He Whakaputanga o te Rangatiratanga o Nu Tirene

On 28 October 1835 at the Waitangi residence of James Busby, 34 chiefs signed He Whakaputanga o te Rangatiratanga o Nu Tirene (known in English as the Declaration of Independence of the United Tribes of New Zealand). By 1839, 18 more chiefs had signed He Whakaputanga, which was acknowledged by the British government. This biography of one of the signatories was originally written for the He Tohu exhibition.

Signing details

Signature number
39
Signed as
Kiwi Kiwi
Probable name
Kiwikiwi
Iwi/Hapū
Ngāpuhi, Ngāti Manu
1835 residence
Ōtūihu
Tohu (signature)
Image

Associated with Kawakawa (where he had a settlement near the Kawakawa River), Kiwikiwi was a key member of Ngāpuhi’s southern alliance, alongside his cousin Pōmare II and other kin. He was the son of Te Ārahi and Pātaea (also known as Tūroro or Te Ruru), and the nephew of Te Koriwhai; his grandparents were Rite and Taranui, and Te Huru (of Ngāti Hine) and Huatai, a chieftainess of Ngāti Manu. He was the younger brother of the influential Te Whareumu, also known as ‘King George’, and older brother of Te Auraki.

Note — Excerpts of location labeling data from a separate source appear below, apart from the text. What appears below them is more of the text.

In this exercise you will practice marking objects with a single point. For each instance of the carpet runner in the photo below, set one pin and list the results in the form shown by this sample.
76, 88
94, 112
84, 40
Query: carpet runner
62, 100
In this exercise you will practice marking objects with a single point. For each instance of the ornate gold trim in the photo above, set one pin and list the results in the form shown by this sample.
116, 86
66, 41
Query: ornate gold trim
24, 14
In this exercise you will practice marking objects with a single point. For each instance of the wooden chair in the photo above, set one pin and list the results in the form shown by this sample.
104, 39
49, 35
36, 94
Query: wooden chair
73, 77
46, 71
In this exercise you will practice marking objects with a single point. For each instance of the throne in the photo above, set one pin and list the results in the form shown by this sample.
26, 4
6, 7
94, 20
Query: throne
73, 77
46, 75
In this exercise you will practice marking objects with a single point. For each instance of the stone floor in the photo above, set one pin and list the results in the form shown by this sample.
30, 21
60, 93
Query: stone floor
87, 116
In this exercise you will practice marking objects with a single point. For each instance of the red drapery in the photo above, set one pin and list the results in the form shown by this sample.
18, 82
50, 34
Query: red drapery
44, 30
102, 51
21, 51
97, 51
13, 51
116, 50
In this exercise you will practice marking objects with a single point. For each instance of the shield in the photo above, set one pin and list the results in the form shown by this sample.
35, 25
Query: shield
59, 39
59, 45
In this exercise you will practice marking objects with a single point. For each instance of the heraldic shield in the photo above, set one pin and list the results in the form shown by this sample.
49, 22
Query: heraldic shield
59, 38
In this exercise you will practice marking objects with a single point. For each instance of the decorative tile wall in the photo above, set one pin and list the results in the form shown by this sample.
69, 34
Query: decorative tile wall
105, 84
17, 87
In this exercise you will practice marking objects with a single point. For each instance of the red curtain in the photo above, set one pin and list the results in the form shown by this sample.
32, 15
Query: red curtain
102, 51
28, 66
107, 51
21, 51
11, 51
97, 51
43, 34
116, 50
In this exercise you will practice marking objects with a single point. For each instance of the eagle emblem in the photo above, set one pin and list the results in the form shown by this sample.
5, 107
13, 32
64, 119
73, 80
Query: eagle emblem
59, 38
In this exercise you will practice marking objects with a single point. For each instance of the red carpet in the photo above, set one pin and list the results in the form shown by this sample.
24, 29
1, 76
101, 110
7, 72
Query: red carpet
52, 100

In 1828 the artist Augustus Earle lived for a time with Ngāti Manu and left a vivid description of Kiwikiwi: 'Mr Kiney Kiney [Kiwikiwi] (as he was sometimes called) was splendidly apparelled on this occasion; he had, by some means or other, become possessed of a light infantry sabre, with all of its belts and buckles, this was girdled round his naked body, which gave him a very gallant air.' [1]

That same year Kiwikiwi and Te Whareumu led a taua to Waimā, Hokianga, in response to the death of Ariki, the son of Pōmare I. Te Whareumu was killed, and it was decided that Kiwikiwi would succeed him. Although he was a leading rangatira, it is said Kiwikiwi did not have the same maturity and experience as Te Whareumu, and his influence was eventually overshadowed by Pōmare II.

Kiwikiwi was a participant in the ‘Girls’ War’ of 1830, which involved both his wife Te Urumihia and his daughter. Accounts differ on the cause, but the matter quickly escalated and on 6 March 1830 a taua led by Ururoa and his northern-alliance allies engaged in a two-hour battle with Kiwikiwi and others of Ngāti Manu on the beach at Kororāreka, now Russell. To avoid full-scale war within Ngāpuhi, Kiwikiwi surrendered the lands of Kororāreka as atonement for the incident. Kororāreka was a centre of European settlement in the Bay of Islands, and a major source of income for the hapū that controlled it. He and his people withdrew, first to Paihia and then to Ōtūihu, where Pōmare II was developing a strong pā for both defence and trade with Europeans.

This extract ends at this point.